Tout savoir sur le transport de corps vers l’étranger.

Le transport funéraire est très encadré en France. Organiser l’inhumation d’un défunt à l’étranger nécessite d’obtenir l’autorisation de transport de corps. Ce transfert implique de bien connaître la législation du pays de départ, mais également du pays d’arrivée.

 

Le transport d’un corps à l’étranger : les démarches administratives

Il faut suivre toute une procédure administrative. Tout d’abord, une demande doit être déposée auprès du préfet du département de décès, contrairement au cas d’un transport sur le territoire français, où la demande doit être faite auprès de la mairie. Il faut envoyer le formulaire de demande d’autorisation de transport de corps dûment complétée. La liste, relativement longue, des pièces à fournir lors de la demande, est consultable sur les sites des préfectures.

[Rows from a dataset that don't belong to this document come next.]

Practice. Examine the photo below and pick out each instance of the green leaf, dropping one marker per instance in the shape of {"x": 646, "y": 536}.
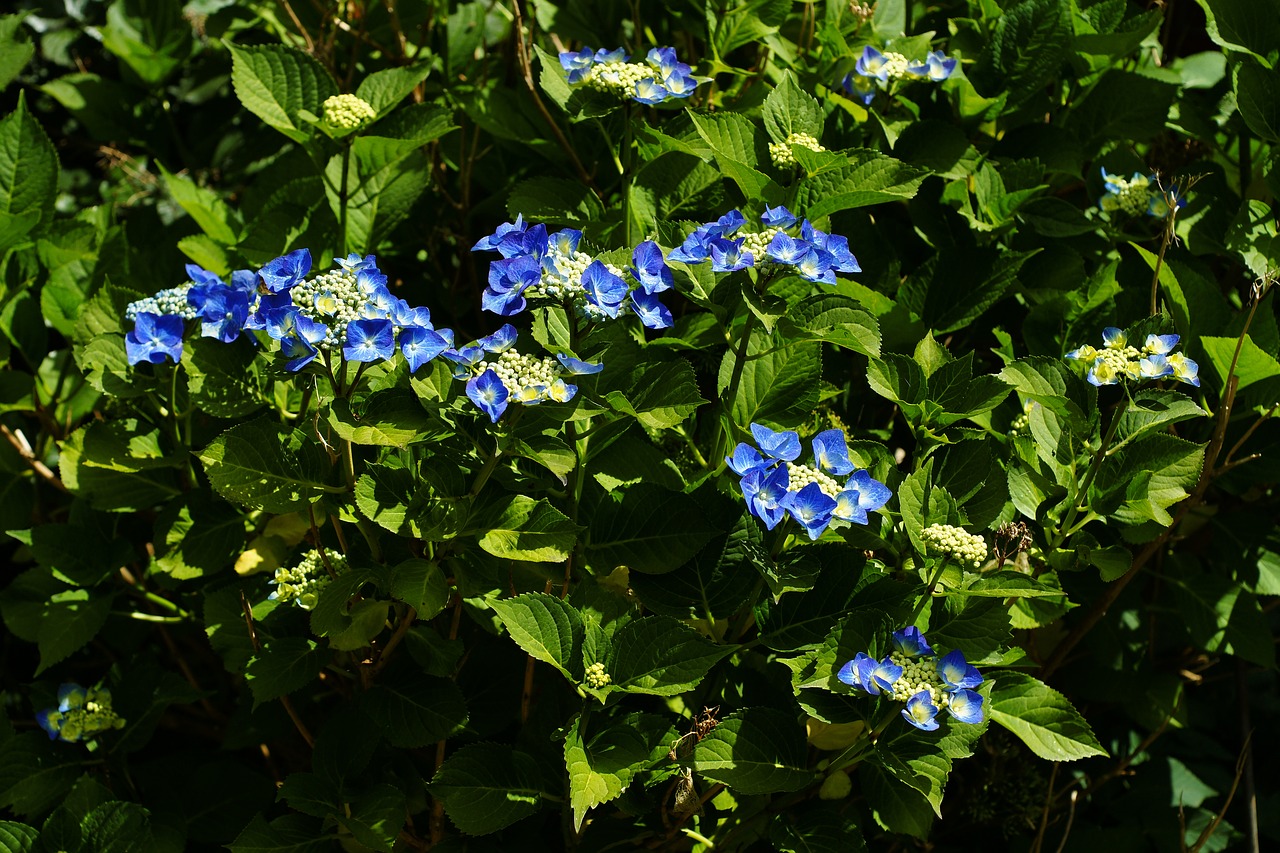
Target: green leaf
{"x": 421, "y": 585}
{"x": 16, "y": 49}
{"x": 214, "y": 217}
{"x": 529, "y": 529}
{"x": 757, "y": 751}
{"x": 283, "y": 666}
{"x": 72, "y": 619}
{"x": 385, "y": 89}
{"x": 151, "y": 36}
{"x": 275, "y": 83}
{"x": 1042, "y": 719}
{"x": 487, "y": 787}
{"x": 28, "y": 173}
{"x": 789, "y": 109}
{"x": 599, "y": 770}
{"x": 868, "y": 178}
{"x": 661, "y": 656}
{"x": 547, "y": 628}
{"x": 650, "y": 529}
{"x": 259, "y": 466}
{"x": 416, "y": 712}
{"x": 391, "y": 418}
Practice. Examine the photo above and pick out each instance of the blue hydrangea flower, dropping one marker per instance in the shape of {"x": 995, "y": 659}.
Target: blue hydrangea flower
{"x": 154, "y": 338}
{"x": 920, "y": 711}
{"x": 489, "y": 393}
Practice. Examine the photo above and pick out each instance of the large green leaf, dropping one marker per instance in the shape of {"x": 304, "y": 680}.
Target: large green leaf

Le transport ne peut se faire qu’après la mise en bière. Pour être en conformité avec les lois internationales, le corps doit être acheminé dans un cercueil dit « plombé », c’est-à-dire pourvu d’une enveloppe hermétique en aluminium. Celle-ci est dissimulée sous le capiton, elle est donc indiscernable avant la mise en bière. De ce fait, rien ne vous empêche d’organiser une cérémonie en France avant le départ, même à cercueil ouvert. Les proches n’accompagnant pas le corps jusqu’au pays destinataire peuvent ainsi lui dire un dernier adieu.

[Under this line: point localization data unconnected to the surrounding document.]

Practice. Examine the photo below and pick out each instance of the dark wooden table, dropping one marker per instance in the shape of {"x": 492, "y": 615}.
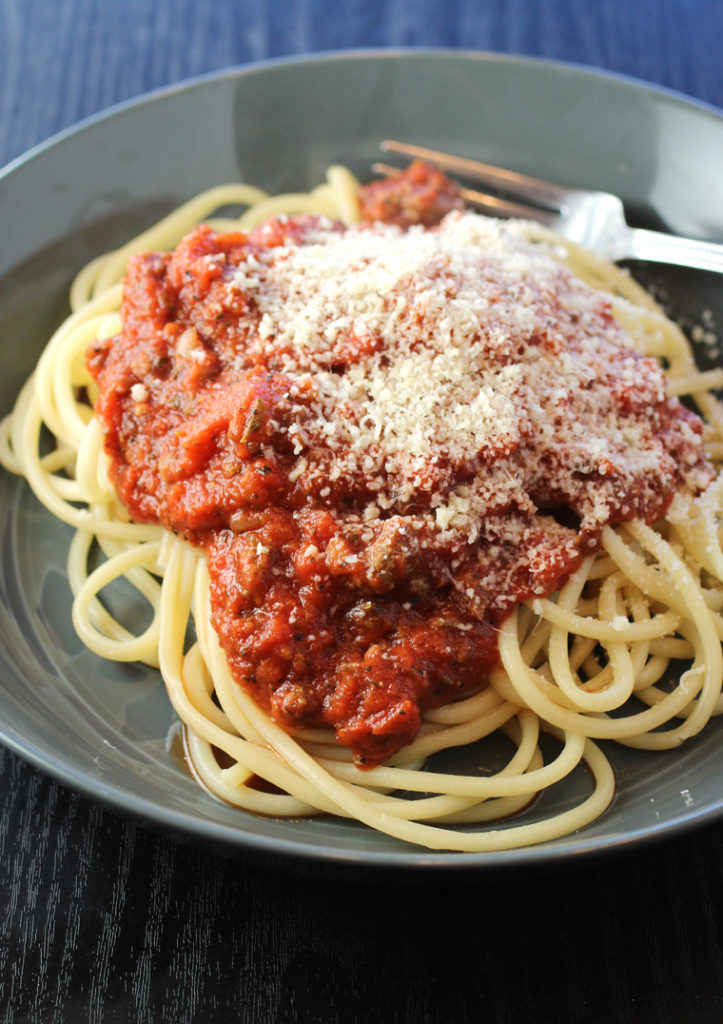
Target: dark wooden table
{"x": 103, "y": 921}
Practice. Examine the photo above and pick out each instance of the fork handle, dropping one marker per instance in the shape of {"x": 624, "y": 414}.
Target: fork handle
{"x": 660, "y": 248}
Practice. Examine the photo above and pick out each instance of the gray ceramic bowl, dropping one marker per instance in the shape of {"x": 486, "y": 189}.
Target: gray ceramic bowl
{"x": 108, "y": 729}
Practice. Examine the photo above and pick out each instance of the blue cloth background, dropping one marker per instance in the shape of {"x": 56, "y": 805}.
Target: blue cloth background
{"x": 101, "y": 921}
{"x": 64, "y": 59}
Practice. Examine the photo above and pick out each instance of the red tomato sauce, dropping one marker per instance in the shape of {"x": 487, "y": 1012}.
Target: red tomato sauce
{"x": 325, "y": 617}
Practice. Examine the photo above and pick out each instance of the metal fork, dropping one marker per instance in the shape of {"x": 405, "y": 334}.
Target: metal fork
{"x": 594, "y": 219}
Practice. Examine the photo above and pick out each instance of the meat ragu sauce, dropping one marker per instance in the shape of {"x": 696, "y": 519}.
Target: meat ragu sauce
{"x": 381, "y": 455}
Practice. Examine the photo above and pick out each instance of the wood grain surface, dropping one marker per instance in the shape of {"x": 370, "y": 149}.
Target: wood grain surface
{"x": 103, "y": 921}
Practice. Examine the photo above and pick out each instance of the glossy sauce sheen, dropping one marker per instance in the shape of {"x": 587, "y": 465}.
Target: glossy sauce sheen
{"x": 345, "y": 598}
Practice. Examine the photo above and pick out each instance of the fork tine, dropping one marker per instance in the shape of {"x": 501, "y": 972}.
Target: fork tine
{"x": 526, "y": 187}
{"x": 494, "y": 206}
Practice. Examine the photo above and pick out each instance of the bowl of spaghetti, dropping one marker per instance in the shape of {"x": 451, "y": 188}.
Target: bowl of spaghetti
{"x": 341, "y": 522}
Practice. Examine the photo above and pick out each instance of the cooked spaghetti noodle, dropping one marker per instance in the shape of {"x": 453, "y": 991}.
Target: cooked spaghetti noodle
{"x": 592, "y": 662}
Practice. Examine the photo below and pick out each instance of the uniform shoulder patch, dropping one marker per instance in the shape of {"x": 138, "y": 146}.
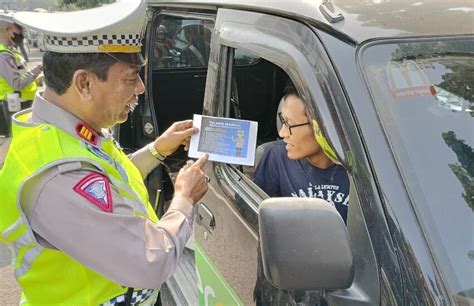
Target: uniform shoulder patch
{"x": 95, "y": 187}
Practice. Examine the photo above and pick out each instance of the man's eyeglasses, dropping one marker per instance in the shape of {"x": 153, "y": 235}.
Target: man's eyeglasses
{"x": 289, "y": 126}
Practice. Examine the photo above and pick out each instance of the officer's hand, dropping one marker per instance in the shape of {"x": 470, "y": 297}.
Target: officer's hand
{"x": 191, "y": 182}
{"x": 177, "y": 134}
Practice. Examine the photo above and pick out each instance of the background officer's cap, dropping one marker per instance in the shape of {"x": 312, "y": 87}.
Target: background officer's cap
{"x": 115, "y": 29}
{"x": 6, "y": 17}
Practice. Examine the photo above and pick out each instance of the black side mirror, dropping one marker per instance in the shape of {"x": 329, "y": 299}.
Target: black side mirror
{"x": 305, "y": 244}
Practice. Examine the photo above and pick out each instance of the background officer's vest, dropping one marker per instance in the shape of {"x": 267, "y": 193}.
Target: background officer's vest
{"x": 27, "y": 92}
{"x": 47, "y": 276}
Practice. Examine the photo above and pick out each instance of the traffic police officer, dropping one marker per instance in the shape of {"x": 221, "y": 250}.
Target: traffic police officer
{"x": 75, "y": 210}
{"x": 14, "y": 77}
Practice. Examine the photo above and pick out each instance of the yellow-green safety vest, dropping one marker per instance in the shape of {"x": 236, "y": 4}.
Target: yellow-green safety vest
{"x": 26, "y": 93}
{"x": 47, "y": 276}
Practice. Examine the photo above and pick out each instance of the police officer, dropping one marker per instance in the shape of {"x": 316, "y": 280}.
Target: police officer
{"x": 14, "y": 77}
{"x": 75, "y": 211}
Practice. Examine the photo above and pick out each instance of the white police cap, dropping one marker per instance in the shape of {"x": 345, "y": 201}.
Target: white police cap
{"x": 115, "y": 29}
{"x": 6, "y": 17}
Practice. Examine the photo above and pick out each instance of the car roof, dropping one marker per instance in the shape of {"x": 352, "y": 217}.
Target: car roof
{"x": 363, "y": 19}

Le déplacement de la dépouille peut se faire par avion évidemment, mais aussi par voie terrestre. Le transport aérien n’est pas forcément la solution la plus rapide, puisqu’il faut compter 2 jours minimum pour ce type de transfert. C’est, en effet, le délai minimum nécessaire pour le passage aux douanes et l’obtention des dernières autorisations. De plus, une fois à l’aéroport d’arrivée, le cercueil doit encore être acheminé jusqu’au lieu d’inhumation, qui peut en être éloigné. Dans certains cas de figure, il est donc judicieux d’envisager un rapatriement du corps par la route.

À savoir :

  • Les fleurs ne peuvent pas accompagner le défunt pendant le voyage en avion, quand bien même elles seraient artificielles.
  • La réglementation impose que le bois du cercueil fasse au minimum 22 millimètres d’épaisseur.

Le transport d’une urne funéraire à l’étranger : les démarches administratives

Le transfert d’une urne cinéraire n’impose pas que le transport soit effectué par une entreprise de pompes funèbres. La réglementation est plus souple et vous permet de vous occuper vous-même du rapatriement soit :

  • par tous les moyens de transport dont vous pouvez disposer (voiture, avion, train, bateau, etc.)
  • par envoi postal

Vous avez un délai d’un an, durant lequel l’urne sera conservée au crématorium, pour décider de ce que vous allez faire des cendres du défunt. Les formalités administratives sont plus simples, une simple demande comportant l’acte de décès et le certificat de crémation suffit habituellement. Pour un transport vers l’étranger, renseignez-vous tout de même auprès de l’ambassade du pays destinataire afin de connaître la liste des documents que ce pays exige dans cette situation. En cas de transfert par avion, informez-vous auprès de la compagnie aérienne sur les modalités de transport d’une urne. Certaines compagnies acceptent que l’urne voyage comme bagage à main, mais pas toutes.

Toutes ces démarches peuvent sembler être un obstacle infranchissable au rapatriement d’un corps à l’étranger. Toutefois, ces formalités sont généralement prises en charge par l’entreprise de pompes funèbres que vous aurez désigné pour cela. N’hésitez pas à vous renseigner auprès d’un conseiller funéraire, il est apte à répondre à toutes vos questions sur le transfert d’un corps à l’étranger.